Just below the Source Layer dropdown, we see a check box which states Use Selected Features. This tells the tool to not use all the the states, but limit the relationship query to only the State of California. When we look at the US_States attribute table, we see that there is (1 out of 51 Selected), and that one feature is California. Below the Source Layer dropdown (where the US_States are set), the Use Selected features box notes (1 feature selected), referring to the State of California. The Select by Location tool both recognizes and honors a selection made in the Source Layer.
|Understanding the Spatial Selection Method
The last part of the question we need to address is "...happened within the border of...", referring to which earthquakes occurred within the boundary of the State of California. When you examine the picture at the start of this section, you can see that some of points land inside and some outside of the boundary of the State of California. The Select by Location tool needs you to establish what the Spatial selection method for the target layer feature(s), meaning the tool needs to understand how you would like the source and the target layer to interact in order to select features within the target layer. The default is "intersect the source layer feature", meaning that in order to select features (rows) in the target layer, those features must intersect the features in the source layer.
In our earthquakes of California example, we have set the tool to examine what points in the earthquake layer intersect the polygon which makes up the State of California. There are other spatial selection methods, as explained in the table below. This, again, is not a chance for you to memorize how the tool works, but understand that the tool explores spatial relationships between the target and source layers in many different ways.
|Apply a Search Distance
In addition to the spatial selection methods available, you can apply an additional search distance to the relationship to extend the spatial search beyond the definite boundaries of the source layer. For example, if you wanted to know not only which earthquakes occurred within the State of California, but which ones happened within the state AND within a mile of the state border, you could apply a search distance.
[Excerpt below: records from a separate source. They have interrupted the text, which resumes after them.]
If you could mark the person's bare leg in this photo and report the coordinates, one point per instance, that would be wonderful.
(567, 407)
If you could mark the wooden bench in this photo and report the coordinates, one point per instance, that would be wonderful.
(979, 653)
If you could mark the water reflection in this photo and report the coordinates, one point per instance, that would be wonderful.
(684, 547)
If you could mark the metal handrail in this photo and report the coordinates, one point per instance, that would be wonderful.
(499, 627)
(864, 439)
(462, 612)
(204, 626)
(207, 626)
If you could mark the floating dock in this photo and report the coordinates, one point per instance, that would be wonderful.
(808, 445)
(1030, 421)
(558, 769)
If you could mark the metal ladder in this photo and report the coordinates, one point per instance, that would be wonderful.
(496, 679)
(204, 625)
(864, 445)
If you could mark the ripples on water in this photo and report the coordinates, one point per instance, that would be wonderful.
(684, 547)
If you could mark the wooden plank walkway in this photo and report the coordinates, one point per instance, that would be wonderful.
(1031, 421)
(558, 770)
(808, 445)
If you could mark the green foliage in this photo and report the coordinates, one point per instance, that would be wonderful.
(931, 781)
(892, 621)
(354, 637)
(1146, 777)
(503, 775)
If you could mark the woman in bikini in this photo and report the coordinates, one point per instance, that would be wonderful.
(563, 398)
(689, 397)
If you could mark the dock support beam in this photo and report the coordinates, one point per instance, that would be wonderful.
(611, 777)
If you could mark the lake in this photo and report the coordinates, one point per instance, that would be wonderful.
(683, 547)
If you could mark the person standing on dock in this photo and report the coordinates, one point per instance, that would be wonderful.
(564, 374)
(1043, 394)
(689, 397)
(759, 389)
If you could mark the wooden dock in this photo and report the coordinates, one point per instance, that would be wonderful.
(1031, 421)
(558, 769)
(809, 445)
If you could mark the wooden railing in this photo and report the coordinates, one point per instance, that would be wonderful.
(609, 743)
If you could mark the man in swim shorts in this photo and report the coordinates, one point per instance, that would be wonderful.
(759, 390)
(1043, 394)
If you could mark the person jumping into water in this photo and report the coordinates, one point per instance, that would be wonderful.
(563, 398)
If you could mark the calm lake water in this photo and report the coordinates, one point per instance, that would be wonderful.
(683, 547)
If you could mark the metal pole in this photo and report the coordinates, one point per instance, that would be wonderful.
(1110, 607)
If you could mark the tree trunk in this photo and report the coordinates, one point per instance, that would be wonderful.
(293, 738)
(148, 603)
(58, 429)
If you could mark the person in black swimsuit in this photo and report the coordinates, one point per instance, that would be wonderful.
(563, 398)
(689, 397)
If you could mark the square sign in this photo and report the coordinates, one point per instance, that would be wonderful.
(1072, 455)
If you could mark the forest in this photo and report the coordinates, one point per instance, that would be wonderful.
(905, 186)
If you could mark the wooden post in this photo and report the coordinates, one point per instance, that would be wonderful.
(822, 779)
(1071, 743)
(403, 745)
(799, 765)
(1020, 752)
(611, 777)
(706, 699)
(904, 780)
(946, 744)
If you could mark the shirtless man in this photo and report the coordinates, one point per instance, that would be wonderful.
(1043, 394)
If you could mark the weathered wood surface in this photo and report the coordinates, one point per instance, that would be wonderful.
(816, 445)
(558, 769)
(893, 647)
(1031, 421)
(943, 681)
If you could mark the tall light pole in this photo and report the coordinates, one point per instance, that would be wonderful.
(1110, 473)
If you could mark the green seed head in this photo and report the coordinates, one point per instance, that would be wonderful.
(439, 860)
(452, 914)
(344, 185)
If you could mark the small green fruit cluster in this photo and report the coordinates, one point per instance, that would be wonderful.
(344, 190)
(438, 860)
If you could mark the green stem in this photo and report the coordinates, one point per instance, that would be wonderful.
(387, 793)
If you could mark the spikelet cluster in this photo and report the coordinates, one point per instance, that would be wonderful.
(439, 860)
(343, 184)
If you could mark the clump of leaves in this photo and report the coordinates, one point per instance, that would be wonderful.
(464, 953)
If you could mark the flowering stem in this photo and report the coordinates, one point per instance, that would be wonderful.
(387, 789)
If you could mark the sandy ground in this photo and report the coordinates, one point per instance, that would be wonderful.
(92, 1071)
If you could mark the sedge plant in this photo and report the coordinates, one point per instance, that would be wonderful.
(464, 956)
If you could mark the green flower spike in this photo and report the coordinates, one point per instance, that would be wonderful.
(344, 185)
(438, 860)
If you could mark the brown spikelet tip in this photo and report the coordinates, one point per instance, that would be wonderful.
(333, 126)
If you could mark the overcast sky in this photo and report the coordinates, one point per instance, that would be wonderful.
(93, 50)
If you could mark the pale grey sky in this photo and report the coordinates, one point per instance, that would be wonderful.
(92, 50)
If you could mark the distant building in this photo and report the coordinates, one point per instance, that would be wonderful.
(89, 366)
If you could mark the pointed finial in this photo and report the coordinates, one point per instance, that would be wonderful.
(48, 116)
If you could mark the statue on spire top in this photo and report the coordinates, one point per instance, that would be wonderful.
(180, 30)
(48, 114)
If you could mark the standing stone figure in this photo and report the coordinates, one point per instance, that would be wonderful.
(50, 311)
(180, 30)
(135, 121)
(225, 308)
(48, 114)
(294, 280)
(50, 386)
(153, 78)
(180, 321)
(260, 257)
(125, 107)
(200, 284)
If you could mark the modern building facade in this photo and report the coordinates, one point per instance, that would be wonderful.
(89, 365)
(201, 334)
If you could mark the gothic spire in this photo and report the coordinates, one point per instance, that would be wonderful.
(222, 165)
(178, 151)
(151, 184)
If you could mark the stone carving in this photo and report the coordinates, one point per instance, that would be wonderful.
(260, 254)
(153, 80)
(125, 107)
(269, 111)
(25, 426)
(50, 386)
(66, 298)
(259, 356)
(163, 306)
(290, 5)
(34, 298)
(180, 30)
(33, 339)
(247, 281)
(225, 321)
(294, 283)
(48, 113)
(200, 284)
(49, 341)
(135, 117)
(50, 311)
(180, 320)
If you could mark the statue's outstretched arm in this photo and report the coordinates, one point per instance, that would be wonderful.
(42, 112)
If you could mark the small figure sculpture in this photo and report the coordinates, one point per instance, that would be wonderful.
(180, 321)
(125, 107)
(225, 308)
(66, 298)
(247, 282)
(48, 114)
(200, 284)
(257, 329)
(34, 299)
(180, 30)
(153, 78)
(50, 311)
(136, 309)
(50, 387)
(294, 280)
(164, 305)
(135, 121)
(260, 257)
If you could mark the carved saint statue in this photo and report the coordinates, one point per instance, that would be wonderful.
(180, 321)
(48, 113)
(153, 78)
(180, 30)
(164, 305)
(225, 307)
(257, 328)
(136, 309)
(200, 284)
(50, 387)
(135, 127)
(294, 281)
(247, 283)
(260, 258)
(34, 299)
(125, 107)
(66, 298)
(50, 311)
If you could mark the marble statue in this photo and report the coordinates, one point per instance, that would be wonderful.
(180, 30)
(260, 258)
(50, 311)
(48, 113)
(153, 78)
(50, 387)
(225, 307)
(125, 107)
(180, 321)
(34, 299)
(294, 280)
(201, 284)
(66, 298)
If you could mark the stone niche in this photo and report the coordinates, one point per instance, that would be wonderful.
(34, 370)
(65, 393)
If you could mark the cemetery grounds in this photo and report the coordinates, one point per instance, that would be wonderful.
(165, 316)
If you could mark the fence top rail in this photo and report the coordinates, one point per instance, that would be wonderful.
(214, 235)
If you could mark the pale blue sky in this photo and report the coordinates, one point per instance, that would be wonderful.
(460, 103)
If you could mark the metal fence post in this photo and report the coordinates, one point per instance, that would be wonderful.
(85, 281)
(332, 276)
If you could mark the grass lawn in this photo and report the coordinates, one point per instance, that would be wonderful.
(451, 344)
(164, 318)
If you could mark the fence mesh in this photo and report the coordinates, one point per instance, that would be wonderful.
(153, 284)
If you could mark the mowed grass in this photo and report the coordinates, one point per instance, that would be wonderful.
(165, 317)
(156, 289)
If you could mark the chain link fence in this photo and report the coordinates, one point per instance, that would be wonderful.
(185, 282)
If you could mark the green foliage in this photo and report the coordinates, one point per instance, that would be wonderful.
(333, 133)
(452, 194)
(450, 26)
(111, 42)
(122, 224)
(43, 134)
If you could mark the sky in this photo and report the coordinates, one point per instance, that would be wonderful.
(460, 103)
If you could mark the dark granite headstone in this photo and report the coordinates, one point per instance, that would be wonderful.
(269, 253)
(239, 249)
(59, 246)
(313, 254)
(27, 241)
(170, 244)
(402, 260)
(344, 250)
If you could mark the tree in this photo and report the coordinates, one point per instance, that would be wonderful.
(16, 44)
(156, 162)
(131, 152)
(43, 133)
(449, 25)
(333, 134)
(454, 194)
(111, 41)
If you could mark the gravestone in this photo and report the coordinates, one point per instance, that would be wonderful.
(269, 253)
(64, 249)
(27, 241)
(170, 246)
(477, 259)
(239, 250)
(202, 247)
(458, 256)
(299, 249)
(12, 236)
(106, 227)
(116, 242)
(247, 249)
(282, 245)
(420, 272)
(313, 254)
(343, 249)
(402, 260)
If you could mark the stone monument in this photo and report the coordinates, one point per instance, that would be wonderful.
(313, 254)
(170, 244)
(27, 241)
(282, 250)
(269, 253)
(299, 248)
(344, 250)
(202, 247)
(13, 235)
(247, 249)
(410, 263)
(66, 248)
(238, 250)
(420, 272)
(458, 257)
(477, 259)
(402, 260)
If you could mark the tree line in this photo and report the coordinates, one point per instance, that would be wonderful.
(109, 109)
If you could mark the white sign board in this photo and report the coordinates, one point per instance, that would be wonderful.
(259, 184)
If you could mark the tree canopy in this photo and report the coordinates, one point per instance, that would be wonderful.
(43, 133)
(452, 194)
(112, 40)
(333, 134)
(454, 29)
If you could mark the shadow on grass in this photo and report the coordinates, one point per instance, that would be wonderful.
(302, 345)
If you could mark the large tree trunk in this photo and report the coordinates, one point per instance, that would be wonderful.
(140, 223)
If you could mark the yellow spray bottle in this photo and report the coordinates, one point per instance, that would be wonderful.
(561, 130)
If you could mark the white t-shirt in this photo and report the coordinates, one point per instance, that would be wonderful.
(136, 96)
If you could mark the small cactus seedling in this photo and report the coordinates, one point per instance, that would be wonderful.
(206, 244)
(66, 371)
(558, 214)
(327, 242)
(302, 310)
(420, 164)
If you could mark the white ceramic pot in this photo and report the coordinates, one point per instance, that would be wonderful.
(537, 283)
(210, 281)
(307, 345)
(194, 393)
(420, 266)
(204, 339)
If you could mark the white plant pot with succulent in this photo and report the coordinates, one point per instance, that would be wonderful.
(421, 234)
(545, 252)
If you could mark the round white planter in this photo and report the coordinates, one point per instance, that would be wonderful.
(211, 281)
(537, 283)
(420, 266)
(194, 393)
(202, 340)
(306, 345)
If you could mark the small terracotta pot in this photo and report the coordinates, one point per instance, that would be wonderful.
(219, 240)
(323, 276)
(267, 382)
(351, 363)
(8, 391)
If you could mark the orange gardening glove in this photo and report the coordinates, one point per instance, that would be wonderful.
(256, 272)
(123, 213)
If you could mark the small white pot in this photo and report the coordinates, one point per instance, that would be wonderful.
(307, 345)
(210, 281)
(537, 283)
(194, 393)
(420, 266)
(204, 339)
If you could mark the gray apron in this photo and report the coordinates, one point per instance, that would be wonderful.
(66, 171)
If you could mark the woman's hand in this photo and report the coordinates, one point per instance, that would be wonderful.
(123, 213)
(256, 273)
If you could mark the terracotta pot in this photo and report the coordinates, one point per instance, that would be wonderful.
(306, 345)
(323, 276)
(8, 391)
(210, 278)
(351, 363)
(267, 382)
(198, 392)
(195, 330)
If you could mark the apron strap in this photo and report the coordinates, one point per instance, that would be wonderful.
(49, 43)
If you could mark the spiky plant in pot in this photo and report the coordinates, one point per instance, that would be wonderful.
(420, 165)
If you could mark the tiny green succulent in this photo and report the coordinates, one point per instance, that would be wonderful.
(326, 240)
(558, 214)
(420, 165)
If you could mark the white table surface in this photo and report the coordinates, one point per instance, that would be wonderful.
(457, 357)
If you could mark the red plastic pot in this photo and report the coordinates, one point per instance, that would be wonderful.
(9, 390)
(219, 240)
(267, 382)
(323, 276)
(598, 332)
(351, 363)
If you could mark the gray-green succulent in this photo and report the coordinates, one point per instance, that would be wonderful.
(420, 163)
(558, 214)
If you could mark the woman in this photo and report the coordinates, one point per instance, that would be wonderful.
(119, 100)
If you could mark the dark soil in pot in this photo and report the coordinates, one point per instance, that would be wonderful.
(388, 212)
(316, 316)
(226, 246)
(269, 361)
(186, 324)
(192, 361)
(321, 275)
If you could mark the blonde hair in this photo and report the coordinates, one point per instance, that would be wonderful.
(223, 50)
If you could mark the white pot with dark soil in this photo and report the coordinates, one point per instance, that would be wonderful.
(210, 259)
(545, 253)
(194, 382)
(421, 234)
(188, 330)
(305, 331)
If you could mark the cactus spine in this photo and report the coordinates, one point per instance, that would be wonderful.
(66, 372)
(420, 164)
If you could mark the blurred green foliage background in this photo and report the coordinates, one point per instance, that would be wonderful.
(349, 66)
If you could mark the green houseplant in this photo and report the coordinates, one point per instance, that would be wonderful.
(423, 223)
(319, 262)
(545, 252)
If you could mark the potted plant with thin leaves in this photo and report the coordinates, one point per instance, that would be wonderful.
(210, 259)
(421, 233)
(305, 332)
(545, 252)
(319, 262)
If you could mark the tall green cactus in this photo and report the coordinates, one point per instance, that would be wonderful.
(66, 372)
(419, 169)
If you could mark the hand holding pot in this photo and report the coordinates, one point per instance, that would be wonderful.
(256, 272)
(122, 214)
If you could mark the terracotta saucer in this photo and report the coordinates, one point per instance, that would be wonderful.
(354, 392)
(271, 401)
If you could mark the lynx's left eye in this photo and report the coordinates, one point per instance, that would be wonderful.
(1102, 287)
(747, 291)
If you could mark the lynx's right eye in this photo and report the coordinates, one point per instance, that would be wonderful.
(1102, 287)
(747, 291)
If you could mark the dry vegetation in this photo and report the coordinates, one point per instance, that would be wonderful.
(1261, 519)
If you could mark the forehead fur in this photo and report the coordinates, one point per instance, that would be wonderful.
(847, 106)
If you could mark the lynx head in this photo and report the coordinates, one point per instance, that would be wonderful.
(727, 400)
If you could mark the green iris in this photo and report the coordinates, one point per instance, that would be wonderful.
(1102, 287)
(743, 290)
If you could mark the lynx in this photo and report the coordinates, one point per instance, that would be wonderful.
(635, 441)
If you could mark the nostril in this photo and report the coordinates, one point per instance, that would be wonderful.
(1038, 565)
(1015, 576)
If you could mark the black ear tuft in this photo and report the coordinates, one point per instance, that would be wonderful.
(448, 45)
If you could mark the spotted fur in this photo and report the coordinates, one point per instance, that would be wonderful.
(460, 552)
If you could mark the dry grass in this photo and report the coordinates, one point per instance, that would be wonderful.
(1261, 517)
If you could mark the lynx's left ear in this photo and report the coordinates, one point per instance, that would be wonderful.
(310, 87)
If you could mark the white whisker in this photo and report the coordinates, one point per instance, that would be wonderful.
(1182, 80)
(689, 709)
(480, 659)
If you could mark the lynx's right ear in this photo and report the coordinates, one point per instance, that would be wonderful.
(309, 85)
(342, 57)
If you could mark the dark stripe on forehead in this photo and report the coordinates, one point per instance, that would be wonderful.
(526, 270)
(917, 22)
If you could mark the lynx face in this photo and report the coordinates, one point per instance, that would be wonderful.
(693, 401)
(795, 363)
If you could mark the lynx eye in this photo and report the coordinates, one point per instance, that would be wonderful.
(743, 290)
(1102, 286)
If you ever run the tool and you notice the selection happened, but so did a whole bunch that surround the intended selection, you most likely have checked this box. Whenever the tool outcome was unexpected, examine all of the tool inputs, as ArcMap will always do exactly what you tell it to do. If the outcome was not as you anticipated, you most likely told it to do something you didn't want it to do and you need to find that mistake in the tool input. This is true for all things ArcMap, as you will discover over and over in the course of lab.